US Supreme Court

Two petitions probe permissible evidence in convictions and sentencing

Petitions of the week



at 6:31 pm

The Petitions of the Week column highlights a selection of cert petitions recently filed in the Supreme Court. A list of all petitions we’re watching is available here.

In criminal trials, the Constitution places various limits on what information judges and juries may consider. This week, we highlight cert petitions that ask the court to decide, among other things, whether a jury may take into account a defendant’s courtroom demeanor and whether a judge may partially base a defendant’s sentence on alleged conduct for which the defendant was acquitted.

Marquis Shaw, a resident of Los Angeles, stood trial in 2018 with six others as part of a major prosecution intended to crack down on one of the city’s gangs. The jury convicted him of three counts of selling crack cocaine. Skeptical of the government’s claim that Shaw was more than an independent drug dealer, the jury acquitted Shaw on four additional counts charging him as a leader of the gang involved in murder, criminal racketeering, and large-scale drug distribution.
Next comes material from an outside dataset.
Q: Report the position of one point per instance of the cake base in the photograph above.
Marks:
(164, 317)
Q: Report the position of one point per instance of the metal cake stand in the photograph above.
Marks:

The judge sentenced Shaw to 35 years in prison, the enhanced mandatory minimum for a crack-cocaine conviction for career offenders. The judge disapproved of the jury’s acquittal on the more serious charges and viewed them, in conjunction with a 1994 marijuana conviction and a 2003 murder charge, as evidence of Shaw’s continued criminal history. “The sentence imposed,” the judge wrote, “takes into consideration the relevant conduct that the Court believes the defendant should be held responsible for.”

In Shaw v. United States, Shaw asks the justices to decide whether the higher sentence based on acquitted conduct violated his constitutional rights to due process and an impartial jury.

Police in Worcester, Massachusetts, found two small bags and one larger bag of heroin in the apartment of Carlos Ruiz and his former girlfriend, and charged both with trafficking drugs. Neither defendant testified at trial. During deliberations, the jury asked the judge whether they may take courtroom demeanor into account. Over the objection of Ruiz’s lawyer, the judge responded that, “[w]hile not evidence, the jury is entitled to consider any observations you made of the defendants’ demeanor during the trial.”

The jury convicted Ruiz and acquitted his girlfriend. Believing that the jury’s question resulted in the difference in outcome, Ruiz challenged the consideration of his courtroom demeanor on appeal. The state appeals court affirmed, in reliance on a Massachusetts Supreme Court decision that held a jury may observe a defendant’s conduct during trial.

In Ruiz v. Massachusetts, Ruiz asks the justices to decide whether allowing the jury to consider courtroom demeanor, even if not explicitly as evidence, violated his constitutional rights to remain silent and to a trial by the evidence presented in court under due process.

A list of this week’s featured petitions is below:

Shaw v. United States
22-118
Issues: (1) Whether the jury clauses of Article III and the Sixth Amendment or the due process clause of the Fifth Amendment bar a court from imposing a more severe criminal sentence on the basis of conduct that a jury necessarily rejected, given its verdicts of acquittal on other counts at the same trial; (2) whether the Supreme Court‘s decision in United States v. Watts should be overruled; and (3) whether, in avoidance of the constitutional question, the rules of issue preclusion, as applied in federal criminal cases, bar imposition of an aggravated sentence on a factual predicate necessarily rejected by the jury at trial in the same case.

Ruiz v. Massachusetts
22-132
Issue: Whether the Fifth and 14th Amendments forbid judges (or prosecutors) from instructing (or inviting) the jury to take into account a non-testifying criminal defendant’s courtroom demeanor as a basis for finding guilt.

Counterman v. Colorado
22-138
Issue: Whether, to establish that a statement is a “true threat” unprotected by the First Amendment, the government must show that the speaker subjectively knew or intended the threatening nature of the statement, or whether it is enough to show that an objective “reasonable person” would regard the statement as a threat of violence.

Jack Daniel’s Properties, Inc. v. VIP Products LLC
22-148
Issues: (1) Whether humorous use of another’s trademark as one’s own on a commercial product is subject to the Lanham Act’s traditional likelihood-of-confusion analysis, 15 U.S.C. § 1125(a)(1), or instead receives heightened First Amendment protection from trademark-infringement claims; and (2) whether humorous use of another’s mark as one’s own on a commercial product is “noncommercial” and thus bars as a matter of law a claim of dilution by tarnishment under the Trademark Dilution Revision Act, 15 U.S.C. § 1125(c)(3)(C).